OREPs are equivalent to polygons in cluster analysis when a core of locations is defined by an exclusion distance (OED) when outliers are excluded. However, instead of first identifying clusters of locations with the minimal sum of nearest-neighbour distances (which is slow to compute for many locations), OREPs are plotted immediately as concave polygons with an edge restriction based on the OED. OREPs have three advantages over clustering, namely (i) simplicity (hence speed), (ii) polygons cannot overlap and (iii) habitat at all locations is included (because a single grid cell is attributed to outliers beyond the OED).

Polygon edge distances can be based either on the distribution of Nearest-Neighbour Exclusion Distances (NNED), as used for objective coring in cluster analysis, or on the distribution of mean distances from each location to all others as estimated in kernel analyses. The Kernel Exclusion Distance (KED) is our default, because it (a) gives more normal distributions than nearest neighbour distances, (b) gives smoother outlines than NNED especially for small samples and (c) is analogous to exclusion of outlier locations to prevent their excessive influence on contours (reference).

Range cores defined by OREPs are equivalent both to cluster analysis with objective coring (Kenward et al. 2001), but without risk of polygon overlap, and also to the concave hulls derived from neighbour distances (Getz & Wilmers 2004), but with an objective choice of the edge-restriction distance. With kernel-based outlier exclusion distances, OREPs unify range analyses based on grid-cell, polygon and location density techniques.

## Joining priority

The third addition offers the centroid rule, of joining locations to clusters when all linkage distances are minimal, as a priority over the nearest-neighbour rule, which is then used only as a tie-breaker. Centroid priority suppresses chaining along linear habitats and is thus less appropriate than the nearest-neighbour priority for species (probably most species) that minimise their travel distances.

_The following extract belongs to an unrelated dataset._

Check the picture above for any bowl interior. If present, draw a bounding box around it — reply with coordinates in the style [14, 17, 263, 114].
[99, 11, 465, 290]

## Separate cluster polygons or Single inclusive polygon

The fourth addition is the option of plotting a single polygon round all the clusters. This excludes locations that are outliers to the main core but includes those between the clusters and which probably represent times when animals were detected on transition between clusters rather than making true excursions. This single polygon, called a "usual area" by Johnstone (1994), may provide a better estimate of a core territory.